Count of 1 in array:
1

After extend([7, 8]):
array('i', [3, 9, 1, 7, 8])

Concatenating Arrays

Concatenation means joining two or more arrays into a single array. This is very common when you're combining datasets, rows of data, or features in machine learning and data analysis.

Concatenation can happen in:

Row-wise direction (adding more rows): axis=0
Column-wise direction (adding more columns): axis=1

You can use:

np.concatenate() → more general
np.vstack() → vertical stack (row-wise)
np.hstack() → horizontal stack (column-wise)

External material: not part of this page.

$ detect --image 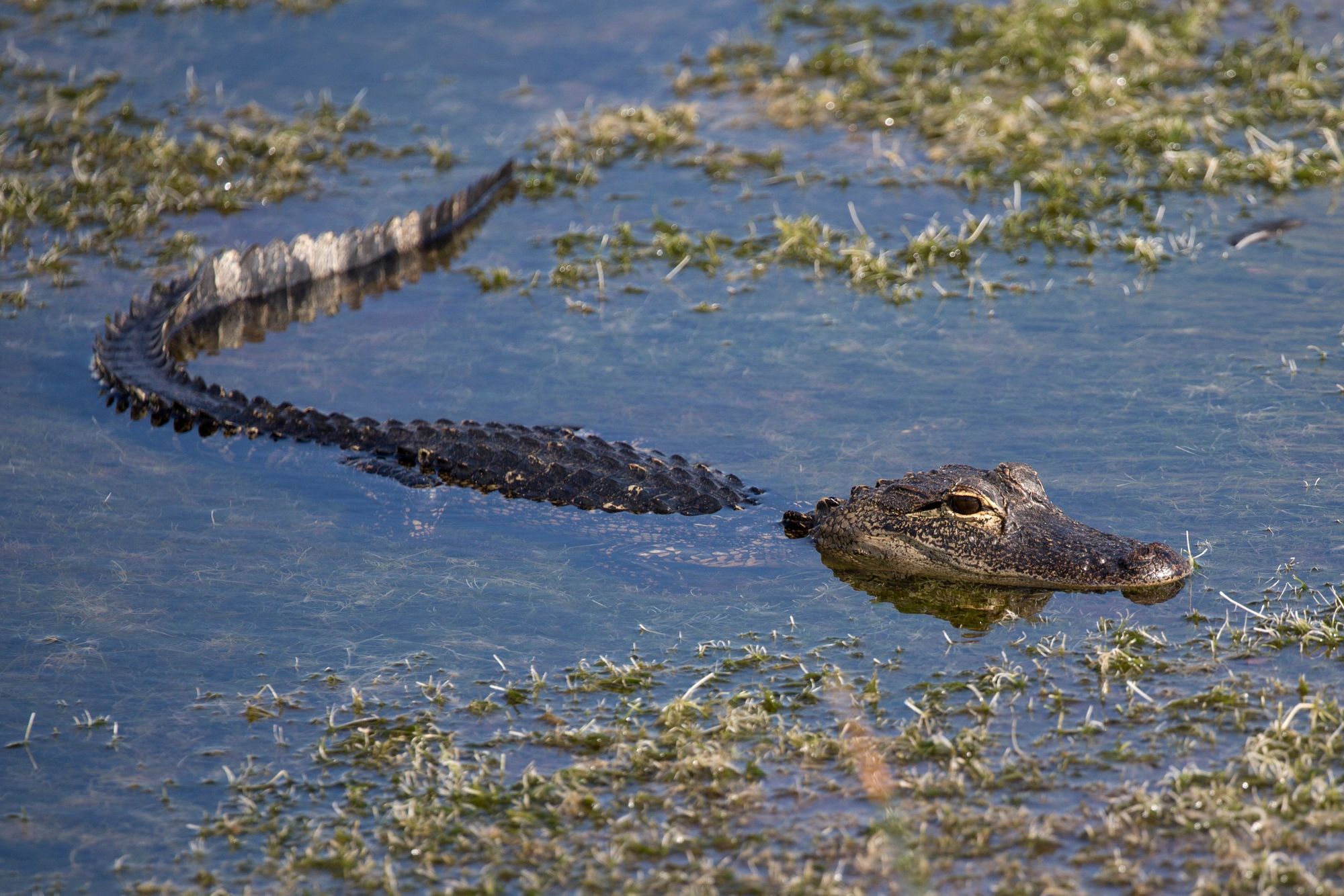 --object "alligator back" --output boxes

Example 1: Concatenating 1D Arrays

import numpy as np
a = np.array([1, 2, 3])
b = np.array([4, 5, 6])

result = np.concatenate((a, b))
print(result)

Output:

[1 2 3 4 5 6]

Example 2: 2D Arrays – Row-wise Concatenation

a = np.array([[1, 2],[3, 4]])
b = np.array([[5, 6],[7, 8]])

row_concat = np.concatenate((a, b), axis=0)
print(row_concat)

Output:

[[1 2]
[3 4]
[5 6]
[7 8]]

Example 3: 2D Arrays – Column-wise Concatenation

a = np.array([[1, 2],[3, 4]])
b = np.array([[5, 6],[7, 8]])

col_concat = np.concatenate((a, b), axis=1)
print(col_concat)

Output:

[[1 2 5 6]
[3 4 7 8]]

Example 4: 2D Arrays – Vertical Stack (Row-wise, like axis=0)

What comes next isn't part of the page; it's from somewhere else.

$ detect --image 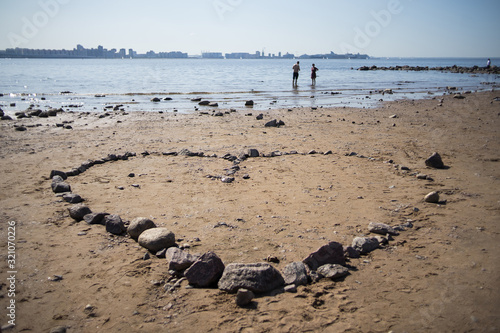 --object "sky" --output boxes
[0,0,500,57]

It is the same as np.concatenate((a, b), axis=0).

a = np.array([[1, 2],[3, 4]])

b = np.array([[5, 6],[7, 8]])

print(np.vstack((a, b)))

Output:

[[1 2]
[3 4]
[5 6]
[7 8]]

Example 5: 2D Arrays – Horizontal Stack (Column-wise, like axis=1)

It is same as np.concatenate((a, b), axis=1).

a = np.array([[1, 2],[3, 4]])
b = np.array([[5, 6],[7, 8]])

print(np.hstack((a, b)))

Output:

[[1 2 5 6]
[3 4 7 8]]

Example 6: 2D Arrays – Depth Stack

It joins arrays along the 3rd dimension (depth).

a = np.array([[1, 2],[3, 4]])
b = np.array([[5, 6],[7, 8]])

print(np.dstack((a, b)))

Output:

[[[1 5]
[2 6]]

[[3 7]
[4 8]]]

Reshaping Arrays

Reshaping means changing the shape (rows × columns × dimensions) of an array without changing its data.

It is useful when you want to reorganize data for analysis, machine learning, or matrix operations.

Function:

numpy.reshape(array, newshape)

Example 1: 1D → 2D Reshaping

import numpy as np

arr = np.arange(12) # Creates array from 0 to 11 (12 elements)
print("Original Array:", arr)

reshaped = arr.reshape(3, 4) # Reshape into 3 rows and 4 columns
print("Reshaped to 3x4:\n", reshaped)

Output:

Original Array: [ 0 1 2 3 4 5 6 7 8 9 10 11]

Reshaped to 3x4:
[[ 0 1 2 3]
[ 4 5 6 7]
[ 8 9 10 11]]

Example 2: Using -1 for Auto Dimension

arr = np.arange(12)
reshaped = arr.reshape(4, -1) # NumPy figure out the number of columns
print("Reshaped with -1:\n", reshaped)

Output:

Reshaped with -1:
[[ 0 1 2]
[ 3 4 5]
[ 6 7 8]
[ 9 10 11]]

Example 3: 1D → 3D Reshaping

arr = np.arange(8)
reshaped = arr.reshape(2, 2, 2)
print("Reshaped to 2x2x2:\n", reshaped)

Output:

Reshaped to 2x2x2:
[[[0 1]
[2 3]]

[[4 5]
[6 7]]]

Example 4: Flattening (3D/2D → 1D)

arr = np.arange(12).reshape(3, 4)
flat = arr.reshape(-1)
print("Flattened Array:", flat)

Output:

Flattened Array: [ 0 1 2 3 4 5 6 7 8 9 10 11]

Splitting Arrays

Splitting means dividing one array into multiple sub-arrays.

This is useful when you want to:

Separate data into chunks
Divide features and labels in machine learning
Organize large arrays into smaller sections

NumPy Functions for Splitting:

Function	Description
`np.split()`	Split an array into equal parts
`np.array_split()`	Split into unequal parts if needed
`np.hsplit()`	Split along columns (axis=1)
`np.vsplit()`	Split along rows (axis=0)

Example 1: Using np.split() – Equal Split (1D Array)

import numpy as np

arr = np.array([1, 2, 3, 4, 5, 6])
split_arr = np.split(arr, 3) # Split into 3 equal parts

print("Original Array:", arr)
print("Split Arrays:", split_arr)

Output:

Original Array: [1 2 3 4 5 6]
Split Arrays: [array([1, 2]), array([3, 4]), array([5, 6])]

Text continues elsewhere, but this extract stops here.